〈自己株買いの産物〉キヤノン「本当の時価総額」は5兆円台でなく3兆円台? 日本の常識は世界の非常識か

近年、自己株買いを加速させている一社がキヤノンだ。2024年は2回にわたり総額2000億円を投じて実施。2025年に入ってからも2~3月と4~5月にそれぞれ約1000億円規模を買い付けた。
自己株買いの理由は、資本効率の向上や株主還元の充実、手元資金の活用などときわめて一般的。ただ、キヤノンの自己株買いには特徴がある。取得した自己株を消却せずに保有し続けていることだ。
保有する自己株は積もり積もって、発行済み株式数に対する比率は5月時点で32.4%に達した。つまり、発行済み株式のうち3割以上が市場に出回っていない「金庫株」の状態にある。キヤノンは金庫株となっている自己株を市場に放出する意向はないとしている。
富士フイルムHDと拮抗する
発行済み株式数に株価を乗じたキヤノンの時価総額は、6月20日時点で約5.6兆円。複合機やカメラでキヤノンと競合関係にあるのは、富士フイルムホールディングス(HD)だ。時価総額は約3.8兆円でキヤノンが1.8兆円上回っている。
だが、市場で取引されていない自己株を除いた株数で時価総額を計算すると様相が変わる。キヤノンは約3.79兆円、富士フイルムHDは約3.71兆円となり、両社は拮抗する。キヤノンの自己株比率が高いのに対し、富士フイルムHDは3.1%と低いのが理由だ。
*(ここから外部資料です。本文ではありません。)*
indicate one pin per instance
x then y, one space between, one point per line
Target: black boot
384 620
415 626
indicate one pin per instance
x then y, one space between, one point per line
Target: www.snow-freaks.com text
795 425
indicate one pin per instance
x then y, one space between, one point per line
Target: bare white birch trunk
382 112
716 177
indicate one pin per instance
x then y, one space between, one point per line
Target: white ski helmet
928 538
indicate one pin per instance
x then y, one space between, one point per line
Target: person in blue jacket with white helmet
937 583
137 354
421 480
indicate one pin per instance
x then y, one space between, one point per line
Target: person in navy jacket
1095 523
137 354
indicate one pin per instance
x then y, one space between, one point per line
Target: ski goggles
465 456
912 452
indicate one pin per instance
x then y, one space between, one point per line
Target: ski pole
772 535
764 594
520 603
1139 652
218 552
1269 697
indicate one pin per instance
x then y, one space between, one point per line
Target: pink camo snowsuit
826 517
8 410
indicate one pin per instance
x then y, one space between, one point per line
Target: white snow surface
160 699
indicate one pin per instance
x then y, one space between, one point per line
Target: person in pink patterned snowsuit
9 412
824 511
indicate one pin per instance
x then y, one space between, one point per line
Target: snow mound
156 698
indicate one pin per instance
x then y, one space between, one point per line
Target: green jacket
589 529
自己株は市場に流通しないだけでなく、配当や議決権といった株主の権利が付与されていない。経済的な実体に欠くこの株式を、企業価値を測る指標として、広く使われている時価総額の算出に含めるべきなのか。
日本において時価総額は「発行済み株式数(自己株を含む)×株価」で算出するのが一般的だ。日本経済新聞やYahoo!ファイナンス、会社四季報オンラインをはじめ、多くの情報ベンダーやメディアがこの計算をしている。